United States v. Caldwell, 605 F. Supp. 260 (N.D. Ga. 1985)

U.S. District Court for the Northern District of Georgia - 605 F. Supp. 260 (N.D. Ga. 1985)
April 1, 1985

605 F. Supp. 260 (1985)

UNITED STATES of America
v.
S. Sam CALDWELL, et al.

Cr. No. CR84-32AA.

United States District Court, N.D. Georgia, Atlanta Division.

April 1, 1985.

Robert Stubbs, Jere Morehead, Asst. U.S. Attys., Atlanta, Ga., for plaintiff.

Theodore Worozbyt, Atlanta, Ga., for defendant.

 
*261 ORDER

ORINDA D. EVANS, District Judge.

This criminal case is before the court on Defendant's application for release of detention pending appeal. Oral argument on Defendant's application was held on March 28, 1985.

Pursuant to the recently enacted 18 U.S.C. § 3143, the court finds, by clear and convincing evidence, that Mr. Caldwell is not likely to flee or pose a danger to the safety of any other person or the community if released. The court also finds that the appeal is not for the purpose of delay. However, the court does not find that the appeal raises a substantial question of law or fact which, if determined adversely to the government, would likely result in reversal or an order for a new trial.

In United States v. Giancola, 754 F.2d 898 (11th Cir. 1985), the Court of Appeals discussed what constitutes a "substantial question of law or fact" under § 3143(b) (2). A "substantial question" is one of more substance than would be necessary to a finding that it was not frivolous. Also, it involves a "close" question or one that very well could be decided the other way. Whether a question is "substantial" must be determined on a case-by-case basis. Id.

Several of Caldwell's grounds for appeal address evidentiary rulings. While the court does not regard these grounds as frivolous, and notes that this is a circumstantial evidence case, it still cannot find that these are "close" questions. A trial judge is vested with a fair degree of discretion in making evidentiary rulings during trial. Worsham v. A.H. Robins Co., 734 F.2d 676, 680 (11th Cir.1984).

The contested rulings regarding the sufficiency of the evidence to support a guilty verdict and regarding possible juror misconduct are not substantial issues. That this case is a circumstantial evidence case is the only factor which keeps the insufficient evidence argument from being frivolous. The juror misconduct issue (which challenges the court's refusal to permit counsel to cross-examine jurors either during the trial or thereafter concerning whether any of the jurors had prematurely determined the issue of guilt) is of a higher degree of substantiality than that of mere non-frivolity, but it still does not reach the level of a substantial issue. The factual context involved here (anonymous phone call suggesting that jurors had decided the Defendant's guilt before the evidence had closed; a credible denial by the implicated juror at an in-chambers conference with the judge; no suggestion that extrinsic influence had been brought to bear on any jurors) gave the court some discretion in determining whether to grant counsel the right to cross examine jurors.
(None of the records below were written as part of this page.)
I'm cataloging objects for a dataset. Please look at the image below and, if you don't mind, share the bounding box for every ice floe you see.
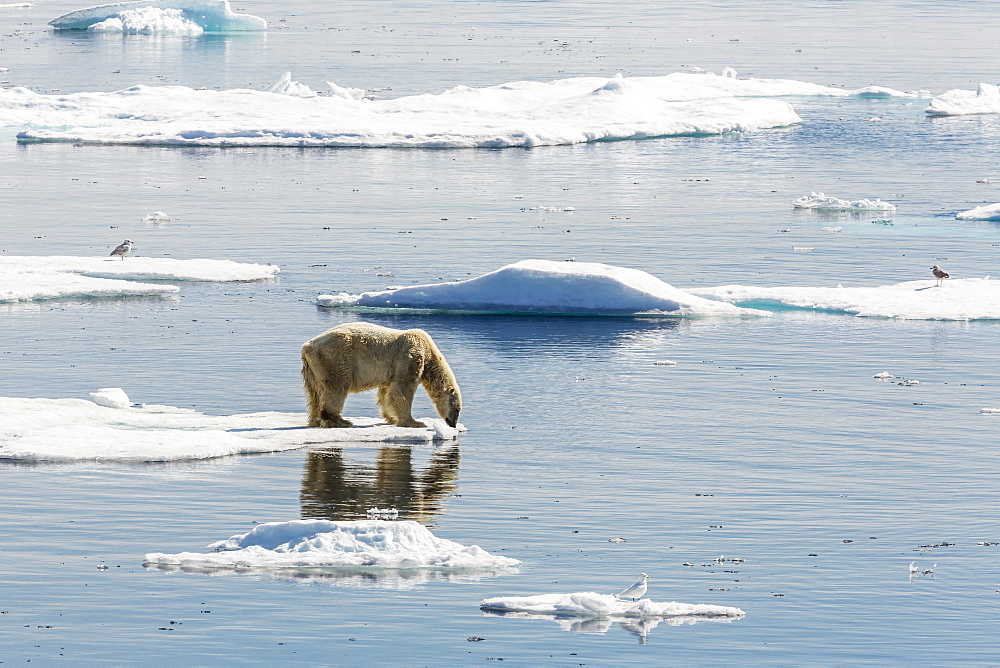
[480,592,744,623]
[695,278,1000,320]
[793,192,897,212]
[141,210,171,223]
[926,83,1000,117]
[317,259,766,317]
[0,2,34,7]
[0,255,278,302]
[980,408,1000,415]
[142,519,520,573]
[0,394,465,462]
[955,203,1000,221]
[49,0,266,32]
[3,71,909,148]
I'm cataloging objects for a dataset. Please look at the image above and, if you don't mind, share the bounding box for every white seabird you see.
[616,573,650,601]
[110,239,133,260]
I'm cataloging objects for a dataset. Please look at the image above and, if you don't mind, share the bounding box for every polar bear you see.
[301,322,462,429]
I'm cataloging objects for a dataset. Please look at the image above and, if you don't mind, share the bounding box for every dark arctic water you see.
[2,0,1000,664]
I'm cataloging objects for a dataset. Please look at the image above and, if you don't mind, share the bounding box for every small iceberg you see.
[0,255,278,303]
[793,192,896,212]
[694,277,1000,320]
[49,0,266,32]
[143,519,521,572]
[0,394,465,462]
[317,260,767,317]
[926,83,1000,117]
[956,203,1000,221]
[480,592,744,622]
[141,211,171,223]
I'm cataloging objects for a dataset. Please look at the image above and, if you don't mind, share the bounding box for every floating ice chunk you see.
[49,0,266,32]
[722,67,738,79]
[980,408,1000,415]
[793,247,814,252]
[821,226,842,233]
[0,255,278,282]
[0,395,466,462]
[0,270,179,302]
[366,507,399,519]
[143,519,520,571]
[141,210,170,223]
[0,2,34,7]
[695,277,1000,320]
[926,83,1000,117]
[873,372,894,379]
[480,592,744,621]
[267,72,317,98]
[89,387,131,409]
[317,259,767,317]
[956,203,1000,221]
[793,192,896,212]
[653,360,677,366]
[87,7,203,34]
[327,81,366,101]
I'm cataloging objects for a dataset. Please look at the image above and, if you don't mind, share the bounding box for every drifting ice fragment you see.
[480,592,744,621]
[49,0,267,32]
[793,192,896,212]
[141,210,170,223]
[366,507,400,519]
[873,372,894,379]
[980,408,1000,415]
[143,519,521,571]
[653,360,678,366]
[955,203,1000,221]
[89,387,131,409]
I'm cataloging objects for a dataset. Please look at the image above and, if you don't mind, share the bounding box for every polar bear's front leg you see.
[379,381,427,428]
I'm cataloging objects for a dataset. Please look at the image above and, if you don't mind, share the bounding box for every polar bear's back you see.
[302,322,434,391]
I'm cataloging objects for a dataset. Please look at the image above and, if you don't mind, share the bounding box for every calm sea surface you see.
[2,1,1000,664]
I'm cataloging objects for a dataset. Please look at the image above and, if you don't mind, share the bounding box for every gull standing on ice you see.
[616,573,650,601]
[110,239,133,260]
[930,265,949,286]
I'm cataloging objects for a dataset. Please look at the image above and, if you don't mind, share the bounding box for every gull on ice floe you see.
[616,573,650,601]
[930,265,949,286]
[109,239,132,260]
[317,259,767,317]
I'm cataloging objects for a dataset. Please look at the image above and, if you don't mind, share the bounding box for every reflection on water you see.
[332,312,685,355]
[145,563,513,589]
[300,444,460,526]
[481,610,741,644]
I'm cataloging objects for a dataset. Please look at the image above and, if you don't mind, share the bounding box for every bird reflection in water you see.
[300,444,460,527]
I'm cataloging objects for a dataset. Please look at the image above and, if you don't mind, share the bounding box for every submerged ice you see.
[49,0,266,32]
[695,278,1000,321]
[317,259,766,317]
[143,519,520,571]
[0,394,465,462]
[3,71,908,149]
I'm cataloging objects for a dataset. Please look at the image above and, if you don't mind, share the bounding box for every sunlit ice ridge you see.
[5,70,912,149]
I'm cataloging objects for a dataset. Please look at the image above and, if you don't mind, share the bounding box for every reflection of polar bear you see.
[301,322,462,429]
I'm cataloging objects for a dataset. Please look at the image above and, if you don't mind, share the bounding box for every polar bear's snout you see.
[443,391,461,428]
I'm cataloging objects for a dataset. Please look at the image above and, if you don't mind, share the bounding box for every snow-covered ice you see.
[480,592,744,622]
[0,395,466,462]
[88,387,131,409]
[926,83,1000,117]
[143,519,520,573]
[793,192,897,212]
[3,71,909,148]
[980,408,1000,415]
[317,259,767,317]
[49,0,266,32]
[0,3,34,7]
[955,203,1000,221]
[0,255,277,302]
[695,278,1000,320]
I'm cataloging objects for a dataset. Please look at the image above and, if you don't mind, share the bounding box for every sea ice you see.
[480,592,744,621]
[49,0,266,32]
[0,2,34,7]
[0,255,278,302]
[142,519,520,572]
[694,278,1000,320]
[955,203,1000,221]
[926,83,1000,117]
[89,387,131,409]
[793,192,897,212]
[0,395,466,462]
[3,71,905,148]
[980,408,1000,415]
[317,259,766,317]
[267,72,318,98]
[141,210,171,222]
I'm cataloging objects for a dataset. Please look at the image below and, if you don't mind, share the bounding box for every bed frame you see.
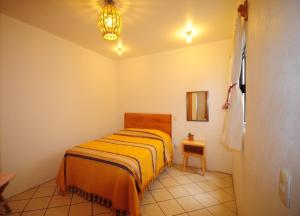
[124,113,172,138]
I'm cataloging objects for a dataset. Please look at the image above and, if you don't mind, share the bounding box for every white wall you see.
[233,1,300,215]
[0,14,117,196]
[117,40,233,173]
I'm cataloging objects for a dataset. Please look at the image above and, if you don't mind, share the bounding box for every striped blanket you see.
[56,128,173,216]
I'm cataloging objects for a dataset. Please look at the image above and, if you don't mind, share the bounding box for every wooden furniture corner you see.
[0,173,15,213]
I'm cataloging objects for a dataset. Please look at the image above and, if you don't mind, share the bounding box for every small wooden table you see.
[0,173,15,213]
[181,139,206,175]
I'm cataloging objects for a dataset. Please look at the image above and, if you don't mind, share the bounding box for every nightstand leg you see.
[186,157,189,168]
[0,195,11,213]
[182,156,186,170]
[201,157,206,176]
[183,156,187,170]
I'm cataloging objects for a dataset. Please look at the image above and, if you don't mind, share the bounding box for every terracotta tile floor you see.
[1,165,237,216]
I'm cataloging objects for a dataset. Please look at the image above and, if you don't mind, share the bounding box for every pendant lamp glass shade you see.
[98,2,122,41]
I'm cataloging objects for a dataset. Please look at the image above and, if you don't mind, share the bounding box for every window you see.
[239,45,246,122]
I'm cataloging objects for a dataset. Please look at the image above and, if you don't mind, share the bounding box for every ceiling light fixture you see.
[117,47,122,56]
[98,0,122,41]
[184,22,196,43]
[185,30,193,43]
[116,42,123,56]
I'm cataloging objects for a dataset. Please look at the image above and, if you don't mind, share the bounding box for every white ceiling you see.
[0,0,237,59]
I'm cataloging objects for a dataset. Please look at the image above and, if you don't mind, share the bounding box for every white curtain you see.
[221,17,245,151]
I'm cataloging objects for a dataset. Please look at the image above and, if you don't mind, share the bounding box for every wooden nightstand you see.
[0,173,15,214]
[181,139,206,175]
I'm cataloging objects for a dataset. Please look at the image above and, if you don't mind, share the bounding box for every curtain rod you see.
[238,0,248,21]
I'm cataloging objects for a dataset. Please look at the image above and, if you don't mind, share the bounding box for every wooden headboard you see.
[124,113,172,137]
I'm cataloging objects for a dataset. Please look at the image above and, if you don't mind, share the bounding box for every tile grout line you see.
[149,169,236,216]
[155,178,175,216]
[160,175,234,197]
[148,186,228,212]
[173,196,189,214]
[158,174,189,216]
[19,185,40,215]
[42,185,57,216]
[67,192,74,216]
[11,182,57,215]
[9,169,235,216]
[155,198,168,216]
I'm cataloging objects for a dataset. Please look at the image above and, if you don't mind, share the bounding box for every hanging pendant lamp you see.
[98,0,122,41]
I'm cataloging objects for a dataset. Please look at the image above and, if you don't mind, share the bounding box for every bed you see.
[56,113,173,216]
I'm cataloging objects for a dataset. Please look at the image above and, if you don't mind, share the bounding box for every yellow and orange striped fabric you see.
[56,128,173,216]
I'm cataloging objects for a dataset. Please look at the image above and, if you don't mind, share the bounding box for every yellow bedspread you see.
[56,128,173,216]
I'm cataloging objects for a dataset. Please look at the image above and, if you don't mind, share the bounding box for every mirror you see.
[186,91,209,121]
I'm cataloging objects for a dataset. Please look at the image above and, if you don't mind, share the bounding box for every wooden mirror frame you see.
[186,91,209,122]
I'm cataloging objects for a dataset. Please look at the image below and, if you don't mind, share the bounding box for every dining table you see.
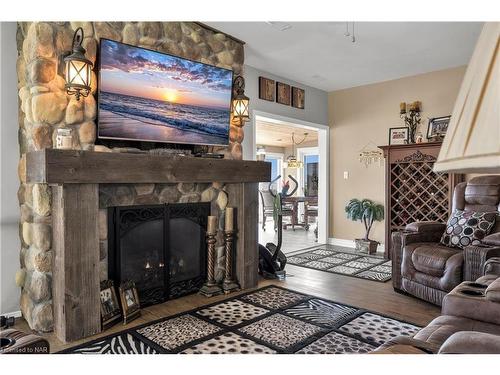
[281,195,318,230]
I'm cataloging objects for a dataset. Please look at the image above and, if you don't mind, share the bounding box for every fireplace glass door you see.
[108,203,209,307]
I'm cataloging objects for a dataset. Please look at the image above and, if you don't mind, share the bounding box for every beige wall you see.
[328,66,467,244]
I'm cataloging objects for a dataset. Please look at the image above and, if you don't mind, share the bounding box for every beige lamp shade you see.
[433,22,500,173]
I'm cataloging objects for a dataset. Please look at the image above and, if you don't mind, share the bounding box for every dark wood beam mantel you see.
[26,149,270,184]
[24,149,270,343]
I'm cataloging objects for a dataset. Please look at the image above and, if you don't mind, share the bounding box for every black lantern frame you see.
[63,27,93,101]
[232,75,250,121]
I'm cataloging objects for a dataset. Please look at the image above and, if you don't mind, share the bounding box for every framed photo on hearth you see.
[100,280,122,330]
[259,76,275,102]
[291,87,305,109]
[388,127,409,145]
[119,281,141,325]
[427,115,451,141]
[276,82,291,105]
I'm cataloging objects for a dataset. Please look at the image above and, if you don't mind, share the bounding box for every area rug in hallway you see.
[287,245,392,282]
[60,285,418,354]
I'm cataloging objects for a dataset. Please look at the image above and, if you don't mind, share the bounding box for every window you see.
[295,150,319,197]
[264,153,284,192]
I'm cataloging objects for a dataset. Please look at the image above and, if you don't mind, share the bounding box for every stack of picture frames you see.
[100,280,141,330]
[259,76,305,109]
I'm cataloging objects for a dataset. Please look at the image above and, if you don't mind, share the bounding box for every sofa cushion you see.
[438,331,500,354]
[486,278,500,303]
[440,209,497,249]
[477,274,499,285]
[414,315,500,347]
[409,244,461,277]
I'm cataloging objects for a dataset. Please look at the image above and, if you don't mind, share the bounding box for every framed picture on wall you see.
[259,77,275,101]
[276,82,291,105]
[291,87,305,109]
[388,127,409,145]
[427,115,451,141]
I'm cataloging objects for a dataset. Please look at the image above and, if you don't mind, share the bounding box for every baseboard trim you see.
[328,238,355,248]
[328,237,385,253]
[1,310,21,318]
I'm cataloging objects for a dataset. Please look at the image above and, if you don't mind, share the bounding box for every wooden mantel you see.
[26,149,270,184]
[25,149,270,343]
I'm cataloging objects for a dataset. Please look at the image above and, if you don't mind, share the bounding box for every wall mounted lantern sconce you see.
[61,27,93,101]
[232,75,250,123]
[400,101,422,144]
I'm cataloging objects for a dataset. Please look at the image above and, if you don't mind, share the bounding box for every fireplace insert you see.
[108,202,209,307]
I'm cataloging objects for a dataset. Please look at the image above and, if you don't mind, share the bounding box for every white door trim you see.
[251,110,330,244]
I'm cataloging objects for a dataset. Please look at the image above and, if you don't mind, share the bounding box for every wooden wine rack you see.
[379,142,463,258]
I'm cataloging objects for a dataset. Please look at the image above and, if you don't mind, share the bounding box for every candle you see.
[225,207,234,231]
[400,102,406,114]
[56,128,73,149]
[207,216,217,234]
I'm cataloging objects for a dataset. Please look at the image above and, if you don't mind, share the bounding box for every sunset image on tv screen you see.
[98,39,233,146]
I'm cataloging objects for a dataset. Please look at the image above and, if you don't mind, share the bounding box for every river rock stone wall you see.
[16,22,245,332]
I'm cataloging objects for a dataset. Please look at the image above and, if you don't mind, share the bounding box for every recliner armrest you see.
[439,331,500,354]
[484,232,500,246]
[442,281,500,326]
[405,221,446,233]
[399,230,444,247]
[484,257,500,276]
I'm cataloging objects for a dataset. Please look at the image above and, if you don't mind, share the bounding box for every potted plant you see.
[345,198,384,254]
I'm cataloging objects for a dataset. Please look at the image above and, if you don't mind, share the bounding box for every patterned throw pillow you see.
[440,210,498,249]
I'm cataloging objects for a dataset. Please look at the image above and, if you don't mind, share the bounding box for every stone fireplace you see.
[15,21,248,336]
[107,202,210,306]
[24,149,269,342]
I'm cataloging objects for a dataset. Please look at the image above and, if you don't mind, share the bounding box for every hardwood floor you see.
[259,222,318,253]
[12,263,440,353]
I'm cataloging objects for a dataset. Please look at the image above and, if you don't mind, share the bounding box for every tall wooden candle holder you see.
[199,217,223,297]
[222,230,240,294]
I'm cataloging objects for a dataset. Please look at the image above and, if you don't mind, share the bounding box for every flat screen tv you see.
[98,39,233,146]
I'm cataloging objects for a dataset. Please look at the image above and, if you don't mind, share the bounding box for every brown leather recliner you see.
[392,175,500,306]
[374,258,500,354]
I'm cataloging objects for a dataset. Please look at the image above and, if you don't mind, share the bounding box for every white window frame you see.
[264,152,284,191]
[297,146,319,197]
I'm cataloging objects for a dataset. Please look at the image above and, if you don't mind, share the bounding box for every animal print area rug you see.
[287,245,392,282]
[61,286,419,354]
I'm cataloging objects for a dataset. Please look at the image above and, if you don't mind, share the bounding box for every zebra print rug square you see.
[287,245,392,282]
[61,285,419,354]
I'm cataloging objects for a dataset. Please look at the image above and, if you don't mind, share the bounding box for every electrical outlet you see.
[343,171,349,180]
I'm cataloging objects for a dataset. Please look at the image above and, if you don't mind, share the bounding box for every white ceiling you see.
[256,120,318,148]
[206,22,483,91]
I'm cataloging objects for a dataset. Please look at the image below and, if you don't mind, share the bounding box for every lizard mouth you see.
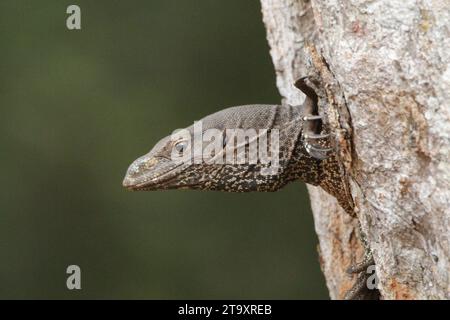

Compare United States v. Brantley, 733 F.2d 1429, 1439-40 (11th Cir.1984) with United States v. Sedigh, 658 F.2d 1010, 1013-14 (5th Cir. 1981), cert. denied, 455 U.S. 921, 102 S. Ct. 1279, 71 L. Ed. 2d 462 (1982).

The issue of the court's refusal to give Caldwell's requested jury instructions on mail fraud (instead of those submitted by the government) is a "substantial question" due to a possible conflict in binding decisions of the Court of Appeals of the Fifth and Eleventh Circuits. However, under Giancola, supra, the mere presence of a substantial issue on appeal is insufficient to grant release pending appeal. The court must also look to see whether a ruling adverse to the government on the substantial issue would result in reversal or an order for a new trial. In this case, Caldwell was given concurrent sentences on all counts, including the mail fraud charges. Therefore, even if the convictions on the mail fraud counts were reversed, it would not necessarily require a new trial on the other counts. In fact, the Court of Appeals might even choose not to consider the validity of the convictions on the mail fraud counts under the concurrent sentence doctrine. See United States v. Fuentes-Jimenez, 750 F.2d 1495 (11th Cir.1985). In the court's opinion, it is not likely that reversal on the mail fraud counts would result in the requirement of a new trial on other counts. The most damaging evidence against Caldwell was admissible as to other counts of the indictment.

*262 Finally, Defendant argues that the recently enacted § 3143 should not be applied to his request for release because the criminal conduct for which he was convicted occurred prior to the enactment of that statutory section. This ex post facto claim is without merit for the reasons set forth in United States v. Miller, 753 F.2d 19, 21 (3d Cir.1985).

Defendant's application for release of detention pending appeal is hereby DENIED. Defendant's request for voluntary surrender is hereby GRANTED and Defendant Caldwell is hereby ORDERED to surrender as directed and designated by the Attorney General of the United States.